Coming Full Circle Five Years

“Mom, I’ve decided I’m not going to medical school.” As the gravity of my words sank into the ensuing silence, my intuition told me that they fell on deaf ears. Indeed, it would be a full two months and $200 in university long distance service bills until the finality of my decision not to apply to medical school had been adequately communicated. It shocks me to realize that it has been since I made that phone call, which I recall so vividly. However, in these five years I’ve traveled the world and had the opportunity to serve and learn from destitute villagers in India, I’ve achieved a master’s degree in neuropharmacology, I’ve lived through the painful discovery that my brother has an as-yet incurable neurodegenerative disorder-multiple sclerosis (MS), and I have come full circle to realize that there was a physician inside of me all along whom I am passionately excited to cultivate. As a child, it seemed like I was destined for medicine. For my mother, it might as well have been ingrained in my DNA.

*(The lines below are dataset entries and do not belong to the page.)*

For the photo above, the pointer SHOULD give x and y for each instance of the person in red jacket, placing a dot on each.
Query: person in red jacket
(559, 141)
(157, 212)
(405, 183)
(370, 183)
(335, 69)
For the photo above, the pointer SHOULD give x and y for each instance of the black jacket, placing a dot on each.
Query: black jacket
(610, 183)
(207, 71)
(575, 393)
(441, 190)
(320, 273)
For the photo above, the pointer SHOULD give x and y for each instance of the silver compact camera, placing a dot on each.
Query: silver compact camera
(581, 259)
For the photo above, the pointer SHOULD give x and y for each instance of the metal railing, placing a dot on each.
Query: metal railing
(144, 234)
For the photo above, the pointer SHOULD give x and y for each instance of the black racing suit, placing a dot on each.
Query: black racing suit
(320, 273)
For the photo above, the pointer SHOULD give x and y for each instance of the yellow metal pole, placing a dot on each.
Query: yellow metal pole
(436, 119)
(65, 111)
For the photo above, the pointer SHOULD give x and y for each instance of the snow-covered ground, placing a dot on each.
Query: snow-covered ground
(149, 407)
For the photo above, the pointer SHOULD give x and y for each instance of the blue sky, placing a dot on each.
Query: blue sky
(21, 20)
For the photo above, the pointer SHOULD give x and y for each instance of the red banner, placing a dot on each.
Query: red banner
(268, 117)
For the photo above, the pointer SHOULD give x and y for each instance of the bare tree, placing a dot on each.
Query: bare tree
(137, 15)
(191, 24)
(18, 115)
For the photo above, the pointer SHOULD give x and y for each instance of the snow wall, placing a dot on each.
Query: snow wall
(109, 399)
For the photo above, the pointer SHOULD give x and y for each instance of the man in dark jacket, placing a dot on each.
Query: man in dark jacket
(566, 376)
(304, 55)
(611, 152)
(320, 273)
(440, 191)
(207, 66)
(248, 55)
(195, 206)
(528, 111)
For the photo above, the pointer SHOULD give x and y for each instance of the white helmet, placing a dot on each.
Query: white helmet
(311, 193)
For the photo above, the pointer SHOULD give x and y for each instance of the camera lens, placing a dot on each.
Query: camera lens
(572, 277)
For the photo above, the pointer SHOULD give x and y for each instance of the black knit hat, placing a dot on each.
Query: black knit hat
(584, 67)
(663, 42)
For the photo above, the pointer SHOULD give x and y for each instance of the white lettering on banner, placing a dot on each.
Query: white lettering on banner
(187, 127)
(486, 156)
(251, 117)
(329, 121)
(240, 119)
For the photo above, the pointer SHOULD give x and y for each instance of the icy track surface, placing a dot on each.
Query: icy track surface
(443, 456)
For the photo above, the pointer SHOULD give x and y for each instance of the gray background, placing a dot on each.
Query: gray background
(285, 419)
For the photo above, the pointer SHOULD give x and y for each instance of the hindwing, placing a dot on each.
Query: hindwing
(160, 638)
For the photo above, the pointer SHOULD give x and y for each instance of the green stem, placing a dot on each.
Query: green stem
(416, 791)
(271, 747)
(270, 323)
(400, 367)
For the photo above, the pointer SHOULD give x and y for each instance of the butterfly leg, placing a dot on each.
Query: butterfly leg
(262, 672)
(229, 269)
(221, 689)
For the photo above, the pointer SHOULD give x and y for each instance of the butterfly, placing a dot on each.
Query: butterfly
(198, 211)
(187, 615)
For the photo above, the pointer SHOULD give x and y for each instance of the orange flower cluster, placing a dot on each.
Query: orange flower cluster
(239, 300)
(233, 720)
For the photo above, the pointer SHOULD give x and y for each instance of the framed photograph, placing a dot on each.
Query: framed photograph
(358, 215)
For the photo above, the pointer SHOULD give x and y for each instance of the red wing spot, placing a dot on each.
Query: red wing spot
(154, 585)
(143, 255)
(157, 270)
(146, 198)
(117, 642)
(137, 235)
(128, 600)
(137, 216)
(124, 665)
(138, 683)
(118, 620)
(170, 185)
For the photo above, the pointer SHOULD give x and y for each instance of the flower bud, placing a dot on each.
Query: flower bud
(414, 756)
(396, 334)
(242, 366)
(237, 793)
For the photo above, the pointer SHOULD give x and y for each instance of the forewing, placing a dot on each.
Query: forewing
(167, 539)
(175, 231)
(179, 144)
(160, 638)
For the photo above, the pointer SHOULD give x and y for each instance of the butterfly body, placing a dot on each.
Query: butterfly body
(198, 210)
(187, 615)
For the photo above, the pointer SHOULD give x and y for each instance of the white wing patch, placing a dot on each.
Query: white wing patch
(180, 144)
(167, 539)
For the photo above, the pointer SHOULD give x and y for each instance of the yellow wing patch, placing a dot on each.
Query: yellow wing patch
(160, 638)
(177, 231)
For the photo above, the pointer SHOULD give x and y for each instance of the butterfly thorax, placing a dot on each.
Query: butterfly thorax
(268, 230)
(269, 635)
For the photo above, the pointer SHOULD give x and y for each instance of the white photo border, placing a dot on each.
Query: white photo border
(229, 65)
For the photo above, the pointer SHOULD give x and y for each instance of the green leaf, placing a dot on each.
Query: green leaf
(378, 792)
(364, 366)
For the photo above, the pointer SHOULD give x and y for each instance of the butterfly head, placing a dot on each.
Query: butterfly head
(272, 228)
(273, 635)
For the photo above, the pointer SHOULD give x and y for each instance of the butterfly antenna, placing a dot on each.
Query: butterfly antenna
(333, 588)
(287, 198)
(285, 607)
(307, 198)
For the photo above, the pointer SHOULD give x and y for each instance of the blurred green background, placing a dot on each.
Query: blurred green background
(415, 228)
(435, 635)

Ever since I could walk, I had been in and out of hospitals volunteering, observing, interacting and learning from the doctors and patients. Throughout high school I worked in two family practice clinics, a gastroenterology lab and in a surgeon’s office. I’d taken patient histories and chief complaints, removed post-op stitches, scrubbed in and assisted in ER and outpatient OR procedures. When I entered college at the University of Southern California, I breezed through 2 years of pre-medical coursework without thinking twice about my de jure destiny. Then in my 3 rd undergraduate year, I revolted. A sense of individuality grew inside of me, and with it an intense desire to carve out my own place in the world, to find myself, to become a man, to realize my independence and to exercise my freedom to choose my own destiny without the trammels of parental pressure.

Despite 2 years and 1000 miles of distance between my family and myself, I had not yet cut the umbilical cord; this autumn of 2002 was the beginning of my matriculation into adulthood and taking responsibility for my life. Since then, undoubtedly the most important lesson I’ve learned is that your own problems melt away when you are given the joyful blessing to serve, heal, and feed others. In 2003 I joined a non-profit organization centered in India whose purpose is to promulgate the ideal of inner peace and world peace. This organization has given me numerous opportunities to be of service in the US and abroad.

My first summer in India in 2004 I traveled throughout this foreign land and discovered a culture and people who taught me how to be at self peace and in harmony with nature in the face of destitution. During that August, I was able to volunteer at the Kakusandha Hospital and Research Centre in the Himalayan foothill village of Ramoraj. There, I assisted Dr. Amar and Dr. Vijay in the ophthalmology clinic in everything from basic refractory corrections to cataract phagoemulsification surgery. I was shocked to learn that 80% of blindness is preventable.

The dedication and selfless efforts of these doctors who worked long hours and took patients 7 days a week inspired me deeply and planted the seed in my heart which would take another 2 years to flower into my realization that I need to be pursuing a life as a physician. Prior to departing for India, in my remaining years at USC I delved intensely into my latent childhood interest in brain science. During my junior and senior years, I was fortunate to work in the prestigious lab of Richard P. Quinn studying basic mechanisms of classical conditioning and somatotopic representation of the engram for classical conditioned motor response learning. My rewarding experiences in this lab under the mentorship of then graduate student Colbert Winger gave me the resolve that I too could push the frontiers of neuro scientific research.

When I returned from India, I worked with Colbert in forming his biotech startup company, while preparing for admissions into the doctoral program in neuroscience at UCSB. It was exciting for me, a relative novice in scientific research and in business to apply whatever innate talent I had to developing a successful company. My role was to develop the scientific strategy and to that end we patented a methodology for investigating novel biomarkers in Alzheimer’s disease (AD) using a powerful transgenic mouse model and bioinformatics systems. In 2005 I began the doctoral program in neuroscience at UCSB. Galvanized by the trauma of my brother’s diagnosis of MS, I felt a strong desire to understand the basis of neurodegenerative disease. I needed to develop a solid foundation as a biomedical researcher so that I could apply my skills to look for novel therapies to cognitively and economically devastating disorders like AD and MS.

Despite learning the fundamentals of scientific inquiry at the molecular biology level, at the end of my first year, I realized that I could not spend my life in a lab; I reconnected with a deeper component of my personality which craves direct one-to-one interaction, and that indescribable feeling of having the power to ameliorate the suffering of those in need. In some ways my journey has brought me full circle, yet when I contemplate more deeply about it, the path has been more of an ascending spiral. Though my career aspirations have returned to medicine, I am seeing things from the higher vantage point of a sliver of wisdom of life experience. My choice is firmly rooted in self-knowledge, and this has given me a kind of laser focus towards my goals that can only come from clear-minded passion. Five years ago, I thought that I would make a good doctor. Today, I know that there is no life I am more thoroughly suited for.

I’m grateful for this knowledge and can’t wait to begin the journey. I’m not even bothered when my mom starts every conversation with “I told you so!”.